Students will have the chance to learn about food's role in Native American Culture through a cooking demonstration and talk at the UTA Central Library at Noon Monday, Nov. 14. 

Nico Albert Williams, the Owner and Executive Chief of Burning Cedar Indigenous Foods will share her insight and knowledge about these foods with students as a member of the Cherokee Nation of Oklahoma. 

The food Nico creates through her company specializes in traditional and modern Native American cuisine. Her work specializes in the revitalization of ancestral Indigenous foodways and promotes healing and wellness in the Native American community. Nico also educates people outside of the Native American community about Indigenous foods. 

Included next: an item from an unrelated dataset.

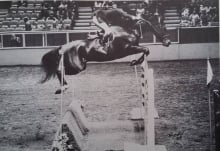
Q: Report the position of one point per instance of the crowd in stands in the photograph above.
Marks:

"What I usually do is a combination of the cooking demonstration, and I give an educational talk about what Native American food is because people are fairly unfamiliar with it being the original cuisine of this land," Nico said. "Some people might associate Indian tacos or frybread, but really there is so much more to Native American Foods than just foods like that. Those foods came about as we were being put on reservations and forced to make survival food with government rations." 

Nico stated that there are so many ancestral foods that are beautiful and connected to the land, Native Americans' origin story and culture. The dishes she prepares reflect that story and are incorporated into the presentation. The dish Nico is looking to prepare for students at UTA is called Three Sisters' Stew. 

"The three sisters are corn, beans and squash. We grow them together," Nico said. "Traditional Native American farming is not like the agriculture you see these days, where it is a monoculture where there are acres of one crop. That is not how Indigenous people farmed. We plant crops that support one another and add nutrients back into the soil." 

Nico explained that in the three sisters' farming method, the corn is planted first. 

The corn stalk becomes the support structure for the beans. The bean plants draw in nitrates from the air, which goes into their roots and the soil aiding the other plants. With its large leaves, the squash is planted last and shades the ground to keep moisture in it. It also keeps the ground cool for the plant's seeds and roots. 

At the end of the presentation, students will have the chance to taste the dish Nico has prepared throughout her talk. 

"I hope that the students will come away with a better understanding of what Native American food is and know a little bit more about Native American culture. How we relate to the land, plants, animals, water, air and land that we share," Nico said.